34º ~ bright sun, a sweet relief after clouds & storms, calm
The other day I wrote about my ugly re-entry into the drafting process, and today, today I had the unexpected reward for that messy work.
As I sat at the desk this morning, I wasn't really thinking of drafting; in fact, I'm all-consumed with the work of putting together our student journal of academic writing and nit-picking at MLA documentation. I woke up at 5:15 a.m. realizing that I could shorten the in-text documentation for a source in a particularly pesky essay. That's how consumed I am at the moment. (The text is due to the designer on Monday.) So, after a groggy wake up routine, I had gone through my emails, read my blog list, and checked out Facebook, and there I was, confronted with an empty desk and an hour of time before going to school.
As I cast about, I saw the most recent issue of The Journal, which I've been working on reading in bits this week. In fact, I was reading the issue when I started writing on Tuesday. As I read today, I simply let the poems wash over me, and yes, every now and then I thought about these new voices I'm hearing in my drafts. Somewhere in my reading, one word, "deceived," got stuck in my mind and tumbled there, even as I continued reading. Then, for no apparent reason, the voices wanted to be listed out in a character list. The list got my pen moving and offered a bit of clarification.
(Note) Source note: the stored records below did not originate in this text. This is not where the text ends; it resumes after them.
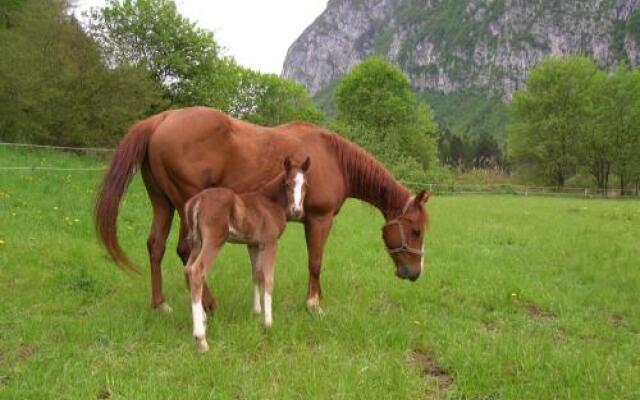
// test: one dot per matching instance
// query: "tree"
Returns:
(379, 110)
(181, 57)
(269, 100)
(550, 115)
(619, 119)
(54, 87)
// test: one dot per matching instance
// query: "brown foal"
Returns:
(257, 219)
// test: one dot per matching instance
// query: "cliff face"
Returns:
(449, 45)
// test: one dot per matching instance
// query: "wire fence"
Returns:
(522, 190)
(435, 188)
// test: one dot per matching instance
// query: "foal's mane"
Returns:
(367, 179)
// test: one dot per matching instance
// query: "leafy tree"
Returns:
(269, 100)
(180, 56)
(378, 109)
(54, 87)
(550, 115)
(186, 61)
(619, 117)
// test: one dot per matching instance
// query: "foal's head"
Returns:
(404, 237)
(296, 186)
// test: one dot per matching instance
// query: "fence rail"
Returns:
(436, 188)
(522, 190)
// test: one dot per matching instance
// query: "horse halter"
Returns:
(404, 247)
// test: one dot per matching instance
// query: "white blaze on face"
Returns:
(297, 193)
(198, 319)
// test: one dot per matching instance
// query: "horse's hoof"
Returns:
(165, 308)
(203, 346)
(209, 307)
(315, 309)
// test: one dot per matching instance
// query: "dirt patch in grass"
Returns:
(104, 393)
(616, 320)
(537, 312)
(430, 368)
(26, 352)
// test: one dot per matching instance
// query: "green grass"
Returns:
(522, 298)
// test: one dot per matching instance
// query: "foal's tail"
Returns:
(127, 159)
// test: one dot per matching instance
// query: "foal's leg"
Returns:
(160, 226)
(197, 272)
(317, 231)
(208, 301)
(258, 282)
(267, 265)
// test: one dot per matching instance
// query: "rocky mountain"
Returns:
(457, 45)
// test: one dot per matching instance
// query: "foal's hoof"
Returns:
(315, 309)
(165, 308)
(203, 346)
(209, 306)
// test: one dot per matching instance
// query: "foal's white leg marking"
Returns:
(313, 304)
(165, 308)
(198, 319)
(267, 309)
(257, 308)
(297, 192)
(198, 326)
Then, a really shitty draft of something I know will never see the light of day manifested itself in my journal (burn baby burn!).
And then, bang...voila...shazam, a line about the first "voice," which is actually a plural voice, a "we" chorus" made up of a set of daughters. (I know I'm being vague here but I'm not ready to reveal too much yet.) And then, once that first line was out, the rest fell to the page rather quickly, and I turned to the computer to actually draft something I had a little confidence in.
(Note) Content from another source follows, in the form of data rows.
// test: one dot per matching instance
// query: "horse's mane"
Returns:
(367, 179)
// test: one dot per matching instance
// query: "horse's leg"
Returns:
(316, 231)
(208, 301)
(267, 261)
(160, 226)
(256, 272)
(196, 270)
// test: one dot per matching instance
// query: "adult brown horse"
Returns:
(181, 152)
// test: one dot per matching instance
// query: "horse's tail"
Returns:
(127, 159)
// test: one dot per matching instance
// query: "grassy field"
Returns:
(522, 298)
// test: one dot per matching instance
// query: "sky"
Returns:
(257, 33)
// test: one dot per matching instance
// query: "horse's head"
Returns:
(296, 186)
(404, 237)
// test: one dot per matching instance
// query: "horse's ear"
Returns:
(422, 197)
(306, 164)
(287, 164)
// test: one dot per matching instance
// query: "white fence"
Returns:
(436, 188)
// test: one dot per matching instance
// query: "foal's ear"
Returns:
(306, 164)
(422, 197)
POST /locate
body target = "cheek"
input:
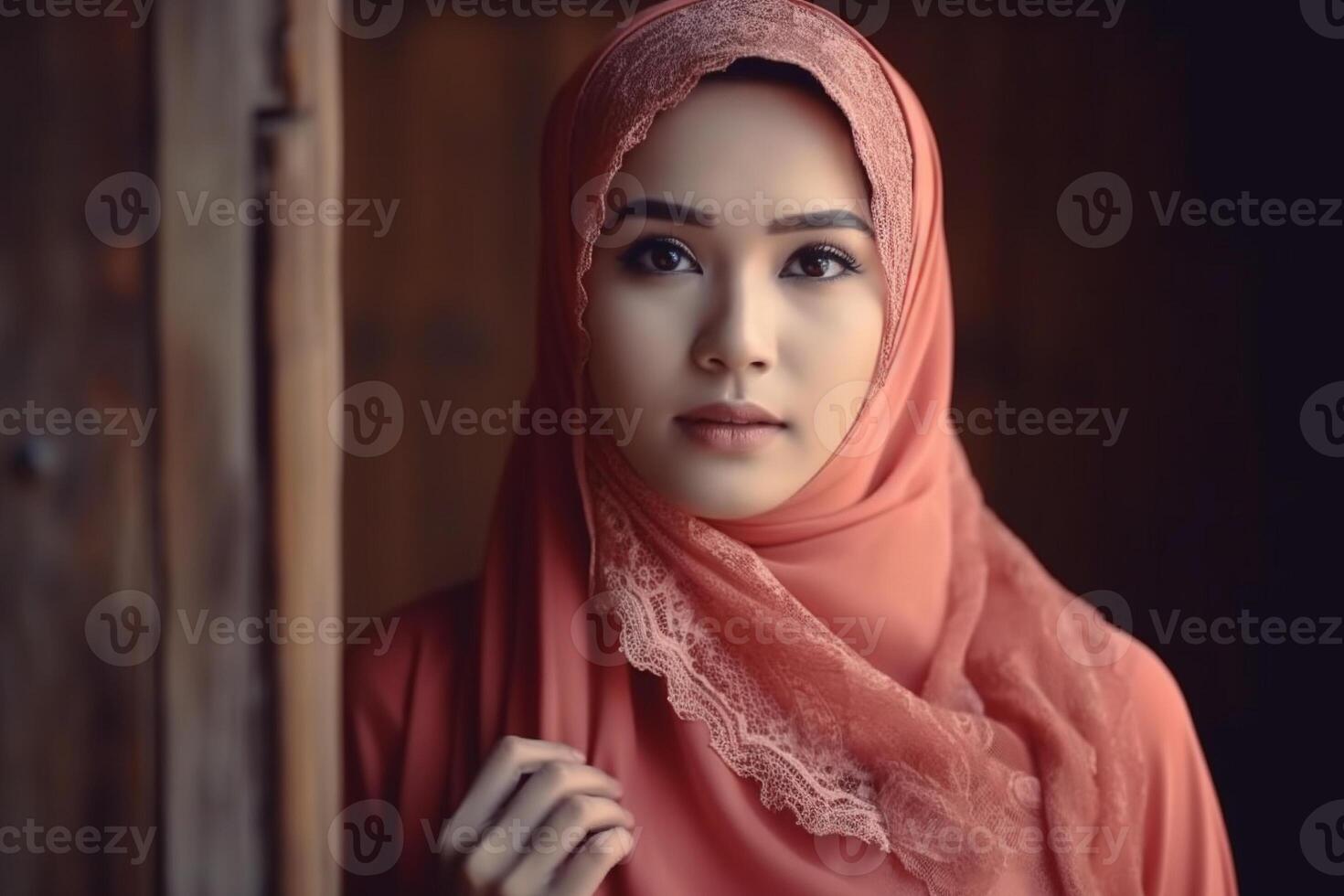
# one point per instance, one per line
(837, 340)
(637, 344)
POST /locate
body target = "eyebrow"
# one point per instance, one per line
(679, 214)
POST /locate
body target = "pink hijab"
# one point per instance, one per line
(758, 764)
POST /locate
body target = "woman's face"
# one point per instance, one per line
(742, 288)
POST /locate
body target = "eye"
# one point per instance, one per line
(821, 261)
(660, 255)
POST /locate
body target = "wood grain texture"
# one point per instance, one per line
(77, 735)
(211, 78)
(303, 300)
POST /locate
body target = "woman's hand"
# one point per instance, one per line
(558, 835)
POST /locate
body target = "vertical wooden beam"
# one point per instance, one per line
(303, 298)
(215, 696)
(77, 506)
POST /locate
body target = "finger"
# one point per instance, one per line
(560, 835)
(512, 758)
(582, 875)
(554, 784)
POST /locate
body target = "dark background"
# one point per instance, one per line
(1210, 503)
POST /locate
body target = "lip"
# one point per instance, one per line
(732, 427)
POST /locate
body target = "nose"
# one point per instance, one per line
(738, 336)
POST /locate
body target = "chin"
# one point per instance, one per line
(726, 497)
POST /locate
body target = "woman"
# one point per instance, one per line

While I'm not ready to reveal content, I have something to say about form. Frequent readers will know that the sickly speaker (and much of my work prior to that series) came out in medium to longish lines and lots of couplets or tercets. Well, this little chorus sang out in very short lines (for me), lines of only three or four words, a thin column down the left side of the page. At first, I thought it would be one long, skinny stanza, but then the subject matter demanded several breaks.
Ah, form & content, content & form, you are inextricably linked.
And speaking of such, I must away to the world of MLA and searching for embarrassing typos.